Millard - 2008-04-02 Ugly people do not deserve good things just because they can cut a dog!!!!!
dementomstie - 2008-04-02 AND the title "Groomer of the Year"? Really? How can I join? That'll look great on my resume at IHOP!
Also, Wow that guy CAN taste victory!
zatojones - 2008-04-02 As if I needed a new reason to hate people
Randroid - 2008-04-02 This is some purestrain shit.
Billy the Poet - 2008-04-02 Bravo went from entertainment for educated cityfolk to entertainment for gays to entertainment for faggots. I predict "Who Wants to Design a Fursuit for Perez Hilton?" within five years.
Billy the Poet - 2008-04-02 Hmm. Must look so bad I assumed that it would be on Bravo.
Billy Buttsex - 2008-04-04 second law of billydynamics: all billys are geniuses.
citrusmirakel - 2008-04-02 They went all out with the celebrity host, though. One of the Queer Guys.
zatojones - 2008-04-02 the one without a concrete talent to boot
BHWW - 2008-04-02 The only thing worse and sadder than Bravo type reality shows centering allegedly glamorous or exciting careers (with hefty doses of soap opera twaddle and the token wacky guy who causes rifts) are niche channels trying to do something in the same vein. What next, is the Weather Channel going to do "So You Think You Can Forecast?"

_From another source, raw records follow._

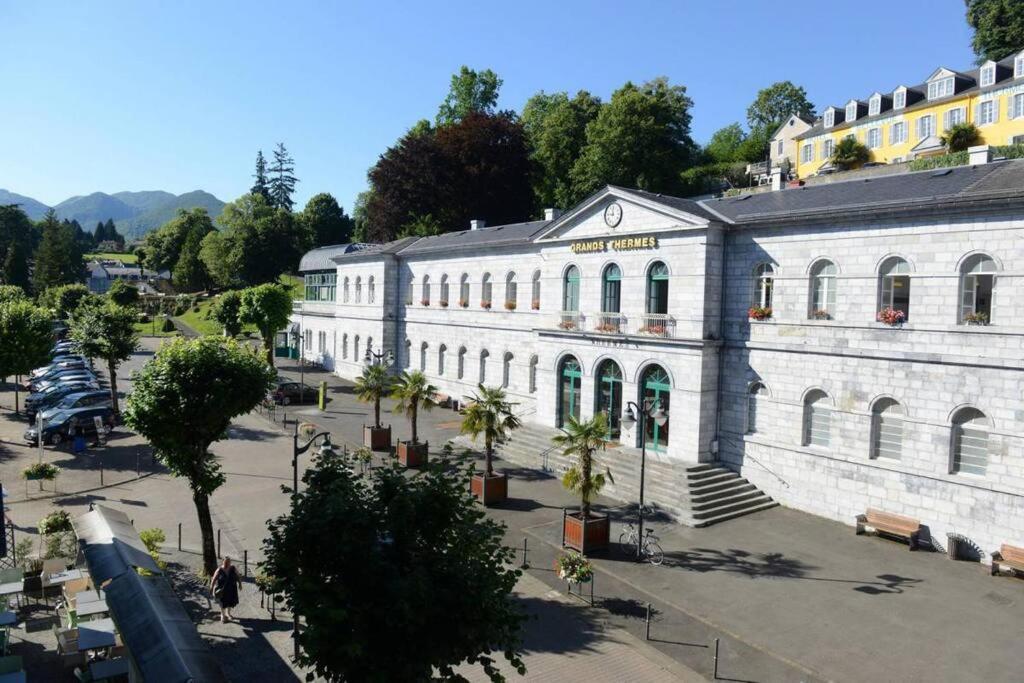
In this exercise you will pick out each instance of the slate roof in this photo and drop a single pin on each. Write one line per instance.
(997, 179)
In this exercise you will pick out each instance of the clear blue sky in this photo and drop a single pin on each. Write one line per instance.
(179, 95)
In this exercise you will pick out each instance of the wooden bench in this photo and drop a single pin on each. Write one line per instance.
(1008, 556)
(890, 524)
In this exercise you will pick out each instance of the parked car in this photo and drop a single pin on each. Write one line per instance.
(62, 425)
(288, 391)
(43, 399)
(97, 397)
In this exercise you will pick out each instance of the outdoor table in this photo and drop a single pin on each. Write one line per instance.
(104, 669)
(95, 635)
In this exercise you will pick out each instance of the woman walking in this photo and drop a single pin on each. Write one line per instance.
(224, 584)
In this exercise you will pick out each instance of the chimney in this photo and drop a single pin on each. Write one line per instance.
(979, 155)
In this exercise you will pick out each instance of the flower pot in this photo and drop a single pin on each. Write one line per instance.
(586, 536)
(377, 438)
(489, 489)
(413, 455)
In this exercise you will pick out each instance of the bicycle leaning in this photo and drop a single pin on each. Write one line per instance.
(650, 549)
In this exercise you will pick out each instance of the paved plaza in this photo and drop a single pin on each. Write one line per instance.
(788, 596)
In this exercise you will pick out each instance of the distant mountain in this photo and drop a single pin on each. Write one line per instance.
(35, 209)
(133, 213)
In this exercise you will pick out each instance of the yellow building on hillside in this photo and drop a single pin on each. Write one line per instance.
(908, 122)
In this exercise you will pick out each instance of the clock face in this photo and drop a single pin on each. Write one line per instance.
(612, 214)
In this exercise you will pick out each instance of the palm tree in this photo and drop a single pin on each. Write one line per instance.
(414, 391)
(489, 414)
(373, 385)
(580, 440)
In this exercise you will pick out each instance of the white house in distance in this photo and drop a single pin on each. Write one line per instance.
(758, 322)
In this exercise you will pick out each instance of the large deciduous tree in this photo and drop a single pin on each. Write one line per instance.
(268, 308)
(404, 555)
(107, 333)
(998, 28)
(181, 412)
(556, 130)
(641, 138)
(26, 337)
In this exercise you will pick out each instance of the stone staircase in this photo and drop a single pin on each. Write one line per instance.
(695, 495)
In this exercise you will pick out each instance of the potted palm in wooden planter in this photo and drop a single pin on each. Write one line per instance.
(488, 413)
(371, 386)
(414, 392)
(584, 530)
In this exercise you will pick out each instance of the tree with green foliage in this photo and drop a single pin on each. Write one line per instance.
(326, 221)
(107, 333)
(414, 392)
(64, 300)
(998, 28)
(774, 104)
(227, 311)
(556, 130)
(488, 413)
(641, 138)
(123, 294)
(961, 136)
(268, 308)
(283, 180)
(58, 257)
(26, 337)
(422, 547)
(180, 412)
(470, 92)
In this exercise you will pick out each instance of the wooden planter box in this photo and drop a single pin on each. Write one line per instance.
(377, 438)
(586, 536)
(413, 455)
(489, 489)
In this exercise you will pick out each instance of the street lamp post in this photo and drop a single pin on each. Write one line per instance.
(327, 449)
(650, 409)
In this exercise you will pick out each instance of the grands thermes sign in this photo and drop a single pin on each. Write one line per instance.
(619, 244)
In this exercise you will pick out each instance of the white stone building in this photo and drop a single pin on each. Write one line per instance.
(820, 406)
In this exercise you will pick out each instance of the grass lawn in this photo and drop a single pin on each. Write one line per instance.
(124, 258)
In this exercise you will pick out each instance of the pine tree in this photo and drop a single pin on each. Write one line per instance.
(283, 181)
(261, 186)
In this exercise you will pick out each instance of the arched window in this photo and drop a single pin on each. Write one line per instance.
(485, 291)
(817, 419)
(754, 396)
(609, 395)
(464, 290)
(970, 441)
(822, 298)
(510, 292)
(977, 286)
(570, 290)
(569, 376)
(657, 289)
(483, 366)
(887, 429)
(656, 386)
(764, 279)
(894, 286)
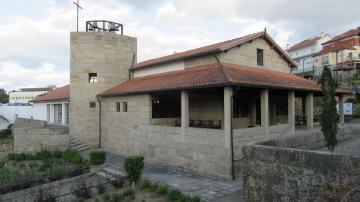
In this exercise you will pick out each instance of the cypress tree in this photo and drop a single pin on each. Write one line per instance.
(329, 117)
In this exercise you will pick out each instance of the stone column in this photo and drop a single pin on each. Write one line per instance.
(341, 109)
(264, 102)
(184, 109)
(252, 113)
(309, 103)
(291, 111)
(228, 91)
(63, 114)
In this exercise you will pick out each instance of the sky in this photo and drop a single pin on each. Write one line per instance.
(34, 34)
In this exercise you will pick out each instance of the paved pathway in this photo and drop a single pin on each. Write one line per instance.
(350, 147)
(208, 188)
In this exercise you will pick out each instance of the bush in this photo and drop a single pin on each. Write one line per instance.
(129, 194)
(57, 154)
(118, 183)
(81, 189)
(72, 156)
(44, 196)
(174, 194)
(5, 133)
(134, 166)
(43, 154)
(97, 157)
(101, 188)
(161, 189)
(145, 184)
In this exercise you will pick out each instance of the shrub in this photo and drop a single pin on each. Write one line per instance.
(57, 154)
(174, 194)
(101, 188)
(145, 184)
(44, 196)
(129, 194)
(106, 197)
(81, 189)
(116, 197)
(72, 156)
(5, 133)
(43, 154)
(97, 157)
(118, 183)
(134, 166)
(161, 189)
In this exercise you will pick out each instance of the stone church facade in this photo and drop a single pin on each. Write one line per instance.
(193, 109)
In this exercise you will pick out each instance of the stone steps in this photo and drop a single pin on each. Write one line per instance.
(109, 174)
(76, 145)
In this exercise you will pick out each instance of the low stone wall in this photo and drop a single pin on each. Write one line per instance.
(33, 135)
(272, 171)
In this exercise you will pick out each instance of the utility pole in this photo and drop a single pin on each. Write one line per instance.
(77, 14)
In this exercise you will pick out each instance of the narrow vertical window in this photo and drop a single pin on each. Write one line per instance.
(260, 57)
(48, 112)
(124, 107)
(92, 104)
(92, 77)
(118, 107)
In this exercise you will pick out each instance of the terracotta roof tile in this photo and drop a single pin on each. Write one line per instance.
(62, 93)
(211, 76)
(305, 43)
(347, 34)
(213, 48)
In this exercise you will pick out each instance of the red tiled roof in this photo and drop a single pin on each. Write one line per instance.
(214, 48)
(337, 45)
(211, 76)
(62, 93)
(347, 34)
(305, 43)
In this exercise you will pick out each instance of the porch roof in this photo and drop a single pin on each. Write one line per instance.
(215, 75)
(62, 93)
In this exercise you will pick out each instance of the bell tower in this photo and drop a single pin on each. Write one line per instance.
(100, 58)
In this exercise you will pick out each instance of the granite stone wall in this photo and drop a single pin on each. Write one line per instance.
(34, 135)
(280, 170)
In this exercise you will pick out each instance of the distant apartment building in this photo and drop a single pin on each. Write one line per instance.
(25, 95)
(342, 54)
(303, 54)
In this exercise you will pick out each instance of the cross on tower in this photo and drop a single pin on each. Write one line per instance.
(77, 15)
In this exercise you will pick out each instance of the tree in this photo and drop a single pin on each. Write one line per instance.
(329, 117)
(4, 97)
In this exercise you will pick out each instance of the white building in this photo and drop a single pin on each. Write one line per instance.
(303, 53)
(53, 106)
(25, 95)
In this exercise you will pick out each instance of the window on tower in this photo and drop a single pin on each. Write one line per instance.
(92, 77)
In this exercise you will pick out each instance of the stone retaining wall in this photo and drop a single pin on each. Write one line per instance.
(33, 135)
(273, 171)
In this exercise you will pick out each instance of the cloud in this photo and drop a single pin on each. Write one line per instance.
(15, 76)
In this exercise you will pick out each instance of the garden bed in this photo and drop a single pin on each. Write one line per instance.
(25, 170)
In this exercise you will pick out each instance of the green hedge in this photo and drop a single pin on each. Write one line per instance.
(97, 157)
(134, 166)
(5, 133)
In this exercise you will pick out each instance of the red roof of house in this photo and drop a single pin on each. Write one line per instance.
(215, 48)
(214, 75)
(62, 93)
(305, 43)
(347, 34)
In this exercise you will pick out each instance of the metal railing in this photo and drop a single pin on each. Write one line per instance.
(104, 26)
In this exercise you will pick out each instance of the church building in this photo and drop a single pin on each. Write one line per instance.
(193, 109)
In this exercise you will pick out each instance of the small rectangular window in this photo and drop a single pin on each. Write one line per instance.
(260, 57)
(92, 77)
(124, 107)
(92, 104)
(118, 107)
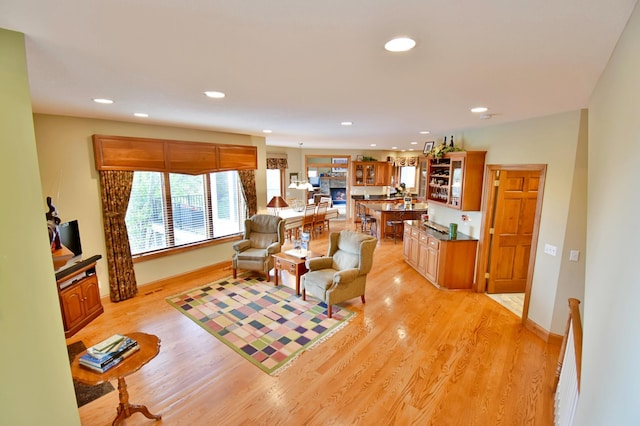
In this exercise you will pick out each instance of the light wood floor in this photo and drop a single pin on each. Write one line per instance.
(414, 355)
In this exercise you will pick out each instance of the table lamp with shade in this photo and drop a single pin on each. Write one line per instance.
(277, 203)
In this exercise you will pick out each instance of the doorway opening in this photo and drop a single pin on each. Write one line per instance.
(511, 219)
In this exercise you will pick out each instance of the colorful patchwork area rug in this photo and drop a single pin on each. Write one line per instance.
(268, 325)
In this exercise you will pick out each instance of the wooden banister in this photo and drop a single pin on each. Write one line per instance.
(574, 318)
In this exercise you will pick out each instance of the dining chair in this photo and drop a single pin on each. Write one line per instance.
(320, 222)
(395, 221)
(365, 218)
(308, 219)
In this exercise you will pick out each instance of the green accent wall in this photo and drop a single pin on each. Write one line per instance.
(37, 388)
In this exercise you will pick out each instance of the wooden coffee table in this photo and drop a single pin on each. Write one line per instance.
(149, 348)
(295, 265)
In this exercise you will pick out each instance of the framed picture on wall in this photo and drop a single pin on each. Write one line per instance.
(428, 146)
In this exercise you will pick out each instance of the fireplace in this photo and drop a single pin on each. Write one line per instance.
(338, 195)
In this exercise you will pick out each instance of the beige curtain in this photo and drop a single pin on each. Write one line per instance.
(248, 180)
(116, 189)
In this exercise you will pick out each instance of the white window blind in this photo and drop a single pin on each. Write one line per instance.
(169, 210)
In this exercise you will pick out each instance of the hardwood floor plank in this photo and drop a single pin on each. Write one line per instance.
(412, 355)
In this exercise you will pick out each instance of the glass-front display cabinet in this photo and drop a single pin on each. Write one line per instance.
(455, 180)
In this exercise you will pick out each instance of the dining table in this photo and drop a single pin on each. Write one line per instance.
(293, 218)
(383, 212)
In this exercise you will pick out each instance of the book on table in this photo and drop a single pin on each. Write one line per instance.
(108, 353)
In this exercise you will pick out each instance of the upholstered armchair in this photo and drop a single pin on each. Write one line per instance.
(263, 236)
(342, 274)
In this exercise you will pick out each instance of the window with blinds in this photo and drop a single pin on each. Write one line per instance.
(170, 210)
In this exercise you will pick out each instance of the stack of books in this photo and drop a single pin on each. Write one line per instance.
(108, 353)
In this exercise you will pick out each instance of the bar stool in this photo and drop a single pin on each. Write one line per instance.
(364, 217)
(396, 223)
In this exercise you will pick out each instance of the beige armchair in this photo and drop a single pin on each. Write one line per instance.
(263, 236)
(342, 274)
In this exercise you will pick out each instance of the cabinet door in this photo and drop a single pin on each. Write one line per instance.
(406, 244)
(422, 179)
(457, 176)
(73, 310)
(370, 174)
(423, 253)
(358, 174)
(91, 293)
(382, 174)
(433, 257)
(415, 251)
(439, 180)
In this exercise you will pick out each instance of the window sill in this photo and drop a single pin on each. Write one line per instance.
(181, 249)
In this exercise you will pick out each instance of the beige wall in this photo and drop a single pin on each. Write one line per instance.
(551, 140)
(36, 380)
(610, 393)
(68, 175)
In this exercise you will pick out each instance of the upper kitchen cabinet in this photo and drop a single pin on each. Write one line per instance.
(370, 173)
(455, 180)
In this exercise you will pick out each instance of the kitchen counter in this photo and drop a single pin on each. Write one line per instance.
(377, 198)
(384, 212)
(445, 262)
(394, 207)
(440, 235)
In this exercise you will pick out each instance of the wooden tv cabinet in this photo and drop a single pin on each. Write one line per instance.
(79, 295)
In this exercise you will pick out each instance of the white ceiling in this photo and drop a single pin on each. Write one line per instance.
(300, 67)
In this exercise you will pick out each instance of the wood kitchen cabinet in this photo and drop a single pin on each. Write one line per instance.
(79, 295)
(455, 180)
(445, 262)
(370, 173)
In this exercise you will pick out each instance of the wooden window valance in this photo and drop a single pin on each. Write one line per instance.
(159, 155)
(277, 163)
(406, 161)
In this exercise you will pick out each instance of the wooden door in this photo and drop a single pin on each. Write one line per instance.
(514, 219)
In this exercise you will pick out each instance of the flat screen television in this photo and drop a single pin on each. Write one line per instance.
(70, 237)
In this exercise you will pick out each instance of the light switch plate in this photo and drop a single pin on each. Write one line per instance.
(550, 250)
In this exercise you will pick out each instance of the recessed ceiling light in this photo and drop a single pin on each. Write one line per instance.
(400, 44)
(214, 94)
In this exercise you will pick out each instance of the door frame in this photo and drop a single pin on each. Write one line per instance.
(488, 214)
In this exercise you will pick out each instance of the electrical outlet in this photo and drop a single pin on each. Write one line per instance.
(550, 250)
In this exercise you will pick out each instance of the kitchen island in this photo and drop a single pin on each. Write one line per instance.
(384, 212)
(448, 263)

TheSurgeon - 2008-04-02 "It was... not a acceptable thing to ask me to get that large of a dog done in 90 minutes."
Killer Joe - 2008-04-02 DUN-da-da-da-DUN-DUN-DUN, (BWOOOSH!)!!!!
Menudo con queso - 2008-04-03 Is it me, or have these judgment shows have become our culture's equivalent of Maoist self-criticism sessions?